Background The prevalence of obesity has increased substantially over the past 30 years. We performed a quantitative analysis of the nature and extent of the person-to-person spread of obesity as a possible factor contributing to the obesity epidemic.
Methods We evaluated a densely interconnected social network of 12,067 people assessed repeatedly from 1971 to 2003 as part of the Framingham Heart Study. The body-mass index was available for all subjects. We used longitudinal statistical models to examine whether weight gain in one person was associated with weight gain in his or her friends, siblings, spouse, and neighbors.
Results Discernible clusters of obese persons (body-mass index [the weight in kilograms divided by the square of the height in meters], â¥30) were present in the network at all time points, and the clusters extended to three degrees of separation. These clusters did not appear to be solely attributable to the selective formation of social ties among obese persons. A person's chances of becoming obese increased by 57% (95% confidence interval [CI], 6 to 123) if he or she had a friend who became obese in a given interval. Among pairs of adult siblings, if one sibling became obese, the chance that the other would become obese increased by 40% (95% CI, 21 to 60). If one spouse became obese, the likelihood that the other spouse would become obese increased by 37% (95% CI, 7 to 73). These effects were not seen among neighbors in the immediate geographic location. Persons of the same sex had relatively greater influence on each other than those of the opposite sex. The spread of smoking cessation did not account for the spread of obesity in the network.

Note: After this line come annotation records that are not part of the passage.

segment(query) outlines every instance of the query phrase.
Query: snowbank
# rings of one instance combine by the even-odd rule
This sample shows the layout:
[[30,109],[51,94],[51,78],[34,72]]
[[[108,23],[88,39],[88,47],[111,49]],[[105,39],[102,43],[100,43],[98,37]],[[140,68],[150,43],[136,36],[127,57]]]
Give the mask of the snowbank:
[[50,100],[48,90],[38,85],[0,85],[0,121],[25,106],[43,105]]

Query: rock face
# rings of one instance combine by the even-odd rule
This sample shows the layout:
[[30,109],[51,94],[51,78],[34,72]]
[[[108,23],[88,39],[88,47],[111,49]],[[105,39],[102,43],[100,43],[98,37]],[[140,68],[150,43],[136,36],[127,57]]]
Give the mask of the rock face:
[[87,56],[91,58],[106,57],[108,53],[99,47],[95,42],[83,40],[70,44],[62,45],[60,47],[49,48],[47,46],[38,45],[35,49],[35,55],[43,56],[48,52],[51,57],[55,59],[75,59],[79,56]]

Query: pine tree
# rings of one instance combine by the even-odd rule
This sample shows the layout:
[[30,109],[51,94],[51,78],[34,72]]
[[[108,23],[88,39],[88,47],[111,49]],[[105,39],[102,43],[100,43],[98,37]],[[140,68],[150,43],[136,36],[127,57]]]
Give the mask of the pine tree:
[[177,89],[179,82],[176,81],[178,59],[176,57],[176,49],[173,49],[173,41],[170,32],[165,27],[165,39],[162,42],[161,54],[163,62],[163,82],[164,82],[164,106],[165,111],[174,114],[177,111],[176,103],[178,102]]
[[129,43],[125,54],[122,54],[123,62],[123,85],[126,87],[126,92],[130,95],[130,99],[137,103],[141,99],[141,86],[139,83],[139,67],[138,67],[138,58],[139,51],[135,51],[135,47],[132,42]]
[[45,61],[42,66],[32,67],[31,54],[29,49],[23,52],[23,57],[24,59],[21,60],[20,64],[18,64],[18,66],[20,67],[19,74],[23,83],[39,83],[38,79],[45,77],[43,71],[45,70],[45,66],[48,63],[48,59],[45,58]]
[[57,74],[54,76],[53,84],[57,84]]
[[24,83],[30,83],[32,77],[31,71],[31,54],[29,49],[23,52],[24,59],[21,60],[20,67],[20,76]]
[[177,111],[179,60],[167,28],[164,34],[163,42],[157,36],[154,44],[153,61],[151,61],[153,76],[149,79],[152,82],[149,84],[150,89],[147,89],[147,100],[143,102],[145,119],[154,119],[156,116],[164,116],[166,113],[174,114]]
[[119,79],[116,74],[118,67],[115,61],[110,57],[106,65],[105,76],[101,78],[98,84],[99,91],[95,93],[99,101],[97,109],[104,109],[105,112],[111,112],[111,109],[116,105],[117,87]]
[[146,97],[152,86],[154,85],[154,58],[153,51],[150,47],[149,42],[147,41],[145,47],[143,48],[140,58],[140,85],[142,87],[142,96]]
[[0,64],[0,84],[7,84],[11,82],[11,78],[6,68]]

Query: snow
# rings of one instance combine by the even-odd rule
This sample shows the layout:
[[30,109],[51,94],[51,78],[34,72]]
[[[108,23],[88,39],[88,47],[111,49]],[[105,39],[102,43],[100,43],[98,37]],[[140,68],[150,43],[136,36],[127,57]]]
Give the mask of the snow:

Conclusions Network phenomena appear to be relevant to the biologic and behavioral trait of obesity, and obesity appears to spread through social ties. These findings have implications for clinical and public health interventions.
(In case that link doesn't work http://www.media6degrees.com/about/pdf/Spread%20of%20Obesity%20in%20a%20Large%20Social%20Network.pdf)
I'm not opposed to regulation, but every idiot who bought a house they couldn't afford is also partly responsible. Hell, at least there is a chance that the government will actually profit on the Wall Street bailout, as opposed to the money that was given away to try to prop up the housing market.
Nerd rage is the funniest rage.
You're absolutely right that the actual equation is more complex, but the basic truth of it is still perfectly valid.
On a side note, despite the fact that I generally hate so-called "reality" shows, I have found myself hooked on "The Biggest Loser" for the past couple seasons. I like it because a) it actually helps those on the show, b) it offers something worthwhile for those who see it. On the show, they talk about some of the metabolic challenges and apparent paradoxes (for example, you have to eat at least a certain amount to lose weight properly) that my overly simplistic equation left out.
I prefer rogues to imbeciles because they sometimes take a rest.
Look up recision. In the private health insurance market (ie. not through your employer) if you start racking up significant medical bills, you have a ~50% chance that your insurance company will find some excuse to cancel your insurance coverage on any technicality they can come up with.
THAT is what an unregulated health insurance industry will get you. It's cheaper to only insure people who won't get sick, so everyone will find some way to eliminate those with any chance of major bills, or worse, discontinue their insurance for no reason when they actually start to need it.